Festival: 38. Le Giornate del Cinema Muto / Pordenone Silent Film Festival, 5–12 ottobre 2019. Associazione Culturale "Le Giornate del Cinema Muto". Direttore: Jay Weissberg. Locations: Teatro Verdi and Cinemazero, Pordenone.
Catalog: 38. Le Giornate del Cinema Muto 2019: Catalogo / Catalogue: Pordenone: 5–12 ottobre 2019. Bilingual: Italian and English. Edited by Catherine A. Surowiec. Pordenone: Le Giornate del Cinema Muto, 2019. 325 p.
This year's Le Giornate del Cinema Muto was a showcase for several intelligently curated series and programs of short films such as "European Slapstick", "Nasty Women", "Films on Film", "Weimar Shorts", "Flipbooks", "Musée Albert-Kahn" and Amsterdam's Desmet show. There were also great special screenings such as the film concerts of Fragment of and Empire and The Lodger, and the benshi performance of Chushingura. A major retrospective of William S. Hart's early years confirmed that he was a master of the cinema since the beginning.

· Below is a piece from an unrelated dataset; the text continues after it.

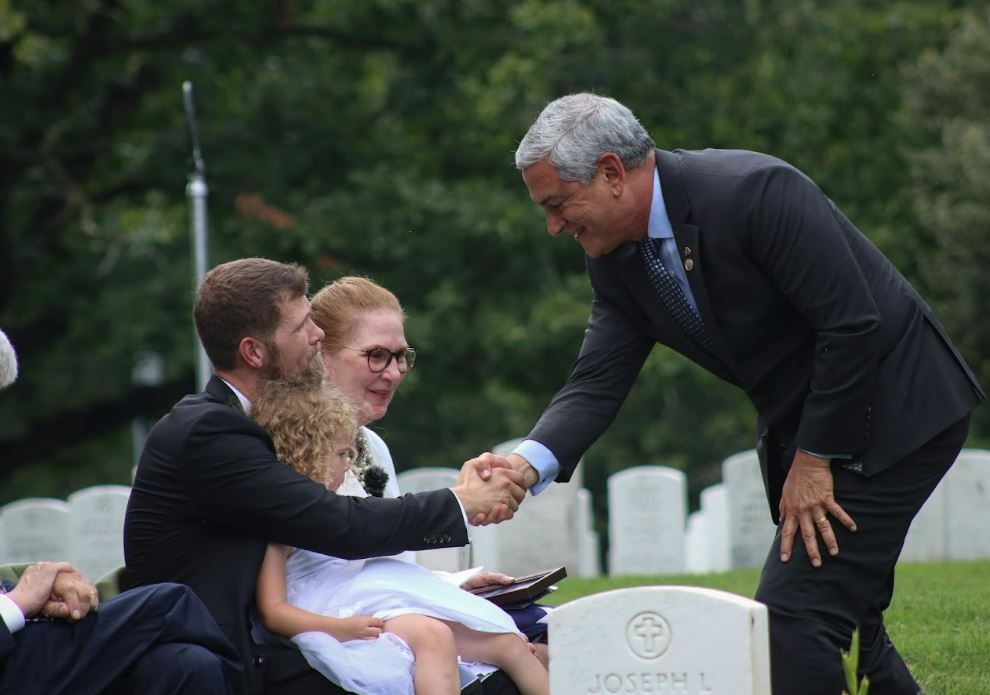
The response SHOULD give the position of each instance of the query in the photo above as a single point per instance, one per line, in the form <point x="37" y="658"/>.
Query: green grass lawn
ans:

Much I missed but I could not have digested more. It took me more than two months to finish my blog remarks. We live in a golden age of the silent cinema revival, reflected in the high quality of the catalogue introductions, musical interpretations, bilingual translations and the overall polish and professionalism of the presentations and arrangements.
EUROPEAN SLAPSTICK
Programming short film comedies is difficult because the films were meant to be shown singly. But in a festival dedicated to film history we want to see them in compilation shows.

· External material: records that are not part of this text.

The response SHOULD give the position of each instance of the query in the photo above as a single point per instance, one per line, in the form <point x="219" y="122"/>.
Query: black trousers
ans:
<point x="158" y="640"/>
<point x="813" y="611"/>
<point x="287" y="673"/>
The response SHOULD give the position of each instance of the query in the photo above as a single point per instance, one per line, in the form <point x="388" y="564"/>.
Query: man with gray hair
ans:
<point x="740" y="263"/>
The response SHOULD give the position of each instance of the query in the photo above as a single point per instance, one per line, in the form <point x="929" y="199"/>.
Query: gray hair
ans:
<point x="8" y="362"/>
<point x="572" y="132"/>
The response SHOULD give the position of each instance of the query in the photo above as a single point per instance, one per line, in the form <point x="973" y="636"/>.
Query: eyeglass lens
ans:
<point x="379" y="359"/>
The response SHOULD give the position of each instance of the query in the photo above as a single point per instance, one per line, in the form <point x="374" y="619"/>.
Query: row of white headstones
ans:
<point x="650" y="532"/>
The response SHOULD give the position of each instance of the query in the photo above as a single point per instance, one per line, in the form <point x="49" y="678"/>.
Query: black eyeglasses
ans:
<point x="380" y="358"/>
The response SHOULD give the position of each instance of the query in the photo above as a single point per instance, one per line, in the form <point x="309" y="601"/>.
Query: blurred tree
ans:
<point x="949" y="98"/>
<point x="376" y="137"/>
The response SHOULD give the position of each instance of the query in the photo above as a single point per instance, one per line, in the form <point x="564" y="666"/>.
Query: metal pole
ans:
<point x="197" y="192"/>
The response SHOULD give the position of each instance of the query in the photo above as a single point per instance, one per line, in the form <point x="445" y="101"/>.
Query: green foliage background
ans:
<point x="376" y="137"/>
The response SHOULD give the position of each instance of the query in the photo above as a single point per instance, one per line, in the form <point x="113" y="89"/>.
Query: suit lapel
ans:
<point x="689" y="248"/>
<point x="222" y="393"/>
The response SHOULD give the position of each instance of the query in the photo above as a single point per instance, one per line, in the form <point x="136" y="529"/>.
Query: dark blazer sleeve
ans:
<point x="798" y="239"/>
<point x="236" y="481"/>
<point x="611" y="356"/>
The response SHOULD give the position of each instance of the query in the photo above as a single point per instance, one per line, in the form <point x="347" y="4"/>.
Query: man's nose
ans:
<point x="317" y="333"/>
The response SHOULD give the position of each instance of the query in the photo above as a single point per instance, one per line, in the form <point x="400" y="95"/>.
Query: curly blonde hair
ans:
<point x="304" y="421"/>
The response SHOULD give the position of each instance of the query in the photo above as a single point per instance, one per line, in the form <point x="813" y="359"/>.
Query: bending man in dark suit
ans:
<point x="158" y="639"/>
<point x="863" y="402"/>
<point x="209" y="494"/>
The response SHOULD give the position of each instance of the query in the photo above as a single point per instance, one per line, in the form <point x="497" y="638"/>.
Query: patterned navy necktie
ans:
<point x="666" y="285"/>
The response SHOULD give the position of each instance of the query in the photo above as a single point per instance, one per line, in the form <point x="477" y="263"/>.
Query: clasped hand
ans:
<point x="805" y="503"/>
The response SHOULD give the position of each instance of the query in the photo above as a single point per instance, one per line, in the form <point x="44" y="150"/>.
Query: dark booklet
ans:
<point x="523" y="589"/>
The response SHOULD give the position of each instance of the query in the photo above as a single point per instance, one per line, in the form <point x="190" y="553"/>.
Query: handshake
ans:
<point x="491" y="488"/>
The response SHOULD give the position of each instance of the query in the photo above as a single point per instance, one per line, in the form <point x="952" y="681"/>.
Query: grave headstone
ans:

Ulrich Rüdel and Steve Massa solved the dilemma in the "European Slapstick" section of Le Giornate del Cinema Muto. The series was built on connections and revelations, based on the concept of transatlantic interaction. Charles Chaplin was not included in the series proper, but The Kid was the opening gala selection, and the connection was made clear to Max Linder, Chaplin's model and inspirer.
We saw an early Linder comedy, Au music-hall, based on a Fred Karno sketch which Chaplin much later filmed as A Night at the Show. Further up on the road Chaplin's success in turn encouraged Linder to more serious work such as Le petit café. Together with Abel Gance the comedian even ventured into horror territory: Au secours!
Jewish comedy was on display in Der Stolz der Firma in which Ernst Lubitsch plays a variation of his familiar brash upstart go-getter character. Steve Massa compared Not Guilty! starring Charles Puffy (Károly Huszár) with Kafka.
Watching an early Lupino Lane comedy, The Blunders of Mr. Butterbun, thoughts inevitably wandered to Brexit. The film is not good by any measure, but in Elif Rongen-Kaynakçi's Twins programme a Lupino Lane masterpiece was seen: Hello Sailor, in which Lupino stars with his brother Wallace.
Starring in the series was also Walter Forde, Britain's only film comedian in the 1920s. In Wait and See, Britain's first feature-length comedy vehicle for a star, Forde appears in his Walter character, comparable with Harold Lloyd.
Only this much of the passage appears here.